# New Holland hydraulics for TN75D FYI



## labdwakin (Jun 21, 2016)

When we started the first cutting of hay, I had used the TN75D for a little bush hogging for pasture maintenance and thought it was good to go for the first cutting.

Well, with about 80 acres of hay laying on the ground, the high pressure hydraulic pump ate itself. Got a new one put on but the hydraulics still didn't work right, the 3 point lift wouldn't lower, the engine lugged unless you were actively moving the front end loader, and after running for just a few minutes the pump was hot enough to fry sausage on!
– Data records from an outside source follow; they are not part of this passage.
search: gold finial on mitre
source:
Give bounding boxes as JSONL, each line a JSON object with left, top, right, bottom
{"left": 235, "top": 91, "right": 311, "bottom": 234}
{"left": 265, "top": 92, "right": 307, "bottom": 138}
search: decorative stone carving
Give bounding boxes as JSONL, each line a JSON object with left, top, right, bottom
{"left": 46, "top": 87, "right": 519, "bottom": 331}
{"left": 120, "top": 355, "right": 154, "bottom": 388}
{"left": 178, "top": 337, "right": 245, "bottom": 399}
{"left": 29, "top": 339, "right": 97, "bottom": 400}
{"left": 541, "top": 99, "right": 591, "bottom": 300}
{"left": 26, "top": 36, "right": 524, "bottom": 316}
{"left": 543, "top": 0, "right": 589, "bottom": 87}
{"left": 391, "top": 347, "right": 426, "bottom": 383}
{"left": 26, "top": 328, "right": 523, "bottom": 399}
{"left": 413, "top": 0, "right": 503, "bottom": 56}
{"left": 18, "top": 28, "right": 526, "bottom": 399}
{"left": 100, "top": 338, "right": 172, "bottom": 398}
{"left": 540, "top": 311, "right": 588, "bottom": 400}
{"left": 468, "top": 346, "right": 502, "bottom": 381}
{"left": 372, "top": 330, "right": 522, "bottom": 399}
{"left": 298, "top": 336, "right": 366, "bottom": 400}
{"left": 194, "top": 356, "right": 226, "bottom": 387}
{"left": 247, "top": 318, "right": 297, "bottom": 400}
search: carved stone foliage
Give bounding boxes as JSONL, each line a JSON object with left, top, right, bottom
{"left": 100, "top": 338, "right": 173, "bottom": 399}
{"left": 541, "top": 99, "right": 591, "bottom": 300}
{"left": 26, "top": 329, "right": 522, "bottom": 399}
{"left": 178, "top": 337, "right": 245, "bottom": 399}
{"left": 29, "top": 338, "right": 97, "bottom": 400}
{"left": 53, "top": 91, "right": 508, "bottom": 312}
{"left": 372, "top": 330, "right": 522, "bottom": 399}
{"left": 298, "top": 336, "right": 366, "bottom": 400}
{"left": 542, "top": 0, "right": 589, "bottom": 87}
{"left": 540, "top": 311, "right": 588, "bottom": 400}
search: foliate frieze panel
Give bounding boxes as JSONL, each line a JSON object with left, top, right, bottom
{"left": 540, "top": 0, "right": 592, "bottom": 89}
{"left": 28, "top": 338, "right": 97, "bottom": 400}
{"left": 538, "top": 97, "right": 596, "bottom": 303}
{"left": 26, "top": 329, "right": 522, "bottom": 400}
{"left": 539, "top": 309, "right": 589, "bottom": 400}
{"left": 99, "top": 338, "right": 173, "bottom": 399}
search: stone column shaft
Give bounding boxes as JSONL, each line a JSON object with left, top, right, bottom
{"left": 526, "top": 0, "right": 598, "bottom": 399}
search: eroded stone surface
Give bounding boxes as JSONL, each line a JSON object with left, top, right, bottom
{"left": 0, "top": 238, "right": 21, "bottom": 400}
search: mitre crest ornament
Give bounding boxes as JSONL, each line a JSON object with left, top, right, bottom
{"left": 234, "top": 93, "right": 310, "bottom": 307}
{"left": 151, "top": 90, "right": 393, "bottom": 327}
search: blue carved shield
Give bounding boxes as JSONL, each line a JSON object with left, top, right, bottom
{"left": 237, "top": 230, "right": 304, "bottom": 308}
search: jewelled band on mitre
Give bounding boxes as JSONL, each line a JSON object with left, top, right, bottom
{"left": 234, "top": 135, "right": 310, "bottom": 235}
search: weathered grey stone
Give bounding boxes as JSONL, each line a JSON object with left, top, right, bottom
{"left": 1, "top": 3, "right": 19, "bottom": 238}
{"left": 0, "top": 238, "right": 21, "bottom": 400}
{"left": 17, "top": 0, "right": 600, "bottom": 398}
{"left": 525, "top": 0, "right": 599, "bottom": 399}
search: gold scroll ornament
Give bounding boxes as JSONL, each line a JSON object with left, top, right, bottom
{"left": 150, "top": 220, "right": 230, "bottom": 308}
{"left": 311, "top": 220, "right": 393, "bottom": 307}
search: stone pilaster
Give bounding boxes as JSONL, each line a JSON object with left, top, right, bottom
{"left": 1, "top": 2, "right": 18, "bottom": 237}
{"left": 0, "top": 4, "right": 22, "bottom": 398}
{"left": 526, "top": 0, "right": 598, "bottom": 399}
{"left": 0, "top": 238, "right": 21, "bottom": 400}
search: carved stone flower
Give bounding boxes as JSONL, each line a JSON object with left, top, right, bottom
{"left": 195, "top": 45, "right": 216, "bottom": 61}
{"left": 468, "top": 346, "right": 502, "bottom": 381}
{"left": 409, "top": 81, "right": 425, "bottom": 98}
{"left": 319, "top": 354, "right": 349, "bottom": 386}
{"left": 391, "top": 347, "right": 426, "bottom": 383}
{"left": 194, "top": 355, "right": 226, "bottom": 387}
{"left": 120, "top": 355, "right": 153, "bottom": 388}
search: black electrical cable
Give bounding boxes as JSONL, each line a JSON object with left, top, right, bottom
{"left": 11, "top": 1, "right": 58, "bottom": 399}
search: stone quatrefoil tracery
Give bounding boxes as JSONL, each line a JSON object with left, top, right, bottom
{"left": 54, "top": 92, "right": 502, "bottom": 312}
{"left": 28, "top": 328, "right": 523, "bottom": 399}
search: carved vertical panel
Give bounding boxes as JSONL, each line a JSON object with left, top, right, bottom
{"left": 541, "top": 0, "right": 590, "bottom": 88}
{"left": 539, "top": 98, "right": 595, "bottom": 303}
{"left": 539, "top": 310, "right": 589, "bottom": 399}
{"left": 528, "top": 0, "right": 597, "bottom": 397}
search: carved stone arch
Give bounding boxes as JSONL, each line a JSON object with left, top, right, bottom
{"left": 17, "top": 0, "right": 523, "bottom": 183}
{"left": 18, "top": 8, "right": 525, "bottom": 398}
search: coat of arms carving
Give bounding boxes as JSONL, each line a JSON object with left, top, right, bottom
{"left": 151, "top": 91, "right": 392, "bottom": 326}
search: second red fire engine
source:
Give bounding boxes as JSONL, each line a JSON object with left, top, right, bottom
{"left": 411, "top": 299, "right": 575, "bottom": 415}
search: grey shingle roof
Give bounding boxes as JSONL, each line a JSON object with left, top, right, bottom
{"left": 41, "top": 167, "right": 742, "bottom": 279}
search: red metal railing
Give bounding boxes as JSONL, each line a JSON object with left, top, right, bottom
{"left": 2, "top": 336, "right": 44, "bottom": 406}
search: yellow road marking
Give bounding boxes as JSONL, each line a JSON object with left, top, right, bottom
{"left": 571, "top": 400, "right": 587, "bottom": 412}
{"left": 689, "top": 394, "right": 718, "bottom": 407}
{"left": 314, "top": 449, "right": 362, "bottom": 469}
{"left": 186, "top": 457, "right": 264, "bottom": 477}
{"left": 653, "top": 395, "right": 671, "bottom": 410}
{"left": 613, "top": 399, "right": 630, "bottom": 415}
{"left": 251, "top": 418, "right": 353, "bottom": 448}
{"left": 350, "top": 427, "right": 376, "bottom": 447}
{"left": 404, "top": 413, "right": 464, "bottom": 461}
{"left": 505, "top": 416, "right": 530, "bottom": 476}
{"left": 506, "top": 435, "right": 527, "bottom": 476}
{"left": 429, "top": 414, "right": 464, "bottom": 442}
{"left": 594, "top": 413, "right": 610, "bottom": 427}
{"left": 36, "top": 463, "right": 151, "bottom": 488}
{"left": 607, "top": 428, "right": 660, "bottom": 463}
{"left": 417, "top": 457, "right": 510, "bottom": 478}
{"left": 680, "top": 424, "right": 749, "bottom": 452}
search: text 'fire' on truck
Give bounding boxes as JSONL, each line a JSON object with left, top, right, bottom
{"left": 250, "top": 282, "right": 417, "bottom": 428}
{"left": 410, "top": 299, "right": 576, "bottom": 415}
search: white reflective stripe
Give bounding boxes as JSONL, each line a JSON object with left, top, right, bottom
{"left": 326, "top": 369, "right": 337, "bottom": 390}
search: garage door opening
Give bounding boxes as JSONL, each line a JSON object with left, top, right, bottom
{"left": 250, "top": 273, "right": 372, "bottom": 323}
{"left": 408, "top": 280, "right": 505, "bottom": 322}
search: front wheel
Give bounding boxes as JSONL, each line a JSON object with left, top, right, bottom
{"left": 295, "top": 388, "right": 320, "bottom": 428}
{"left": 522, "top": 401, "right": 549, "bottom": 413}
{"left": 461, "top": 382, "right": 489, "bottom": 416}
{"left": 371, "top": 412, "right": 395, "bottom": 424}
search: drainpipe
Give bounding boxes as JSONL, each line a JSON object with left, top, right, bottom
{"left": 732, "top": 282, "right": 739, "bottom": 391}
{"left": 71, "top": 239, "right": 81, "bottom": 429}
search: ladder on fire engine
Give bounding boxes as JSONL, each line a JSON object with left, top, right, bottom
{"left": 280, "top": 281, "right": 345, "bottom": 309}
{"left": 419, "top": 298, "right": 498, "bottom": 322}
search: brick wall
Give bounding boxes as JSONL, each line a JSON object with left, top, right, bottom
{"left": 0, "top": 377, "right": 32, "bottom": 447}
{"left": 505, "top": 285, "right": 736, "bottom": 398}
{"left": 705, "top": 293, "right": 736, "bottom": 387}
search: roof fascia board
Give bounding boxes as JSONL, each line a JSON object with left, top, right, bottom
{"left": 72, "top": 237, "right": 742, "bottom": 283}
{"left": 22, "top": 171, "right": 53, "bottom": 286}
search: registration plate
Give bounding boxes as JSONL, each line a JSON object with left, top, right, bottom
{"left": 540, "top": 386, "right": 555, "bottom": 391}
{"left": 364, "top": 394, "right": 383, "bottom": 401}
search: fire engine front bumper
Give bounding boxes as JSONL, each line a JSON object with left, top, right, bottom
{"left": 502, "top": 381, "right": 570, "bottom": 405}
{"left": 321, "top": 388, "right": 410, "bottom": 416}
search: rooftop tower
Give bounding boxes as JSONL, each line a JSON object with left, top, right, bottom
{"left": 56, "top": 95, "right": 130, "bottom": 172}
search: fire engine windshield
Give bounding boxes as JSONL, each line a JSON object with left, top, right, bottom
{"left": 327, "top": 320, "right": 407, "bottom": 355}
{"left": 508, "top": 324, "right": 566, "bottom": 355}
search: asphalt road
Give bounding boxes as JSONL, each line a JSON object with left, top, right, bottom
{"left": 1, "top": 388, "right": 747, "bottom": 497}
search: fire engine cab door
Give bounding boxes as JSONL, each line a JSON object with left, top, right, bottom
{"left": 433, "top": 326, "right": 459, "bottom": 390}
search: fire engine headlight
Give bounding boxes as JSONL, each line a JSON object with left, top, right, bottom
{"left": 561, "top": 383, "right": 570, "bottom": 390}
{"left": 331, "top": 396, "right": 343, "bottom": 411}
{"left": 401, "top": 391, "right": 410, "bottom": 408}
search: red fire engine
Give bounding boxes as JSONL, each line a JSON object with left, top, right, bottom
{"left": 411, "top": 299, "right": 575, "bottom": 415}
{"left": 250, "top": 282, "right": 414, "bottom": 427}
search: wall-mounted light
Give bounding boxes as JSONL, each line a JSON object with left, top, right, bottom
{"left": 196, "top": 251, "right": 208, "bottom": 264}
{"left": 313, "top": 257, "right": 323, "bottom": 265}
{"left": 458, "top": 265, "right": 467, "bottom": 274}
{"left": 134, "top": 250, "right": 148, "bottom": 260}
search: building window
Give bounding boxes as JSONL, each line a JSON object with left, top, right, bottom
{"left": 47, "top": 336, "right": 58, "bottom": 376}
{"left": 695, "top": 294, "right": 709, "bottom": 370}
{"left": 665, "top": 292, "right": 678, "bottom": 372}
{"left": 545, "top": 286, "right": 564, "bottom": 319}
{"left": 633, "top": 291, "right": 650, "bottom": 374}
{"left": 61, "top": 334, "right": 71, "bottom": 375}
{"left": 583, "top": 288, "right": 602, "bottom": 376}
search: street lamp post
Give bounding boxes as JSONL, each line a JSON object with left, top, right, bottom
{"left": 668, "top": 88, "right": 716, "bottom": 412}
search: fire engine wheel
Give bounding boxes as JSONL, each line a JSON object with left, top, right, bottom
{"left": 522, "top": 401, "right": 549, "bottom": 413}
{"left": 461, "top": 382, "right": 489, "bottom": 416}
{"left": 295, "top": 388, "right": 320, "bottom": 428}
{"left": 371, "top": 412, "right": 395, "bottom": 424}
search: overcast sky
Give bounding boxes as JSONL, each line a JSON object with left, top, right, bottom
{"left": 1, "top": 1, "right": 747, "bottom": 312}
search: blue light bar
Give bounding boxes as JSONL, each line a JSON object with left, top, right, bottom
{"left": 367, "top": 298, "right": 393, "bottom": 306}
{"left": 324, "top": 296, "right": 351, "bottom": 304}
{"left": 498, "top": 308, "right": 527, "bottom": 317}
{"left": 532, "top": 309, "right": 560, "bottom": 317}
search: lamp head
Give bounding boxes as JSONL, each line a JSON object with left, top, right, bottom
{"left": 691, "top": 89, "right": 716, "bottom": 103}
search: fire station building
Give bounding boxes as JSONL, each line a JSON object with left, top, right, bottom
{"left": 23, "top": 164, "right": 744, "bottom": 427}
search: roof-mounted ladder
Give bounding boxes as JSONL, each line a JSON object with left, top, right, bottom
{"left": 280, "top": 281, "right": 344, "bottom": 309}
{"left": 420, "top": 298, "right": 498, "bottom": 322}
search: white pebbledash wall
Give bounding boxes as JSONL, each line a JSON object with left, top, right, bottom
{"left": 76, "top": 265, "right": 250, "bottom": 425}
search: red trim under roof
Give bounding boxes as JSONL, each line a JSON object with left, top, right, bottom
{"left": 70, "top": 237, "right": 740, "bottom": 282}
Did some poking around and ended up removing the remote pod and then the auxiliary control valve. When the pump ate itself it sent massive amounts of aluminum shavings downstream and clogged up the auxiliary control valve and the built in bypass valve that kicks in when you're not actively using the high-pressure hydraulics. Cleaned almost 2 ounces of shredded aluminum out of it and finally was ready to go back to work.

Just thought I'd share this with you guys in case someone else ran into the same problem.


----------



## r82230 (Mar 1, 2016)

Welcome labdwakin.

Hope nobody needs your info, but it is a good post, just 'in case'.

Larry


----------



## slowzuki (Mar 8, 2011)

Any time a pump calves you need to clean the whole hydraulic system. It will jam priority valves, prv's anywhere the fluid goes.


----------



## RuttedField (Apr 24, 2016)

Back when I worked on the railroad there was a machine that was hydraulically driven down the track and it was not properly engineered. It needed some accumulators on it so when it went down hill and got into an overspeed situation it would not cavitate the pumps. Until they figured that out we were forever cleaning the system after the swash plates exploded!

In that job we had two jobs, the one sending the cleaning agent down the hard steel lines, or the one with a 5 gallon bucket capturing it. In other words, you were either the "wad blower", or the "wad catcher". It was the running joke at the time.

It took us 2 weeks to completely clean the hydraulic system out working 6 10 hour days.

There is only one word you need to know when working with hydraulics: CLEAN!


----------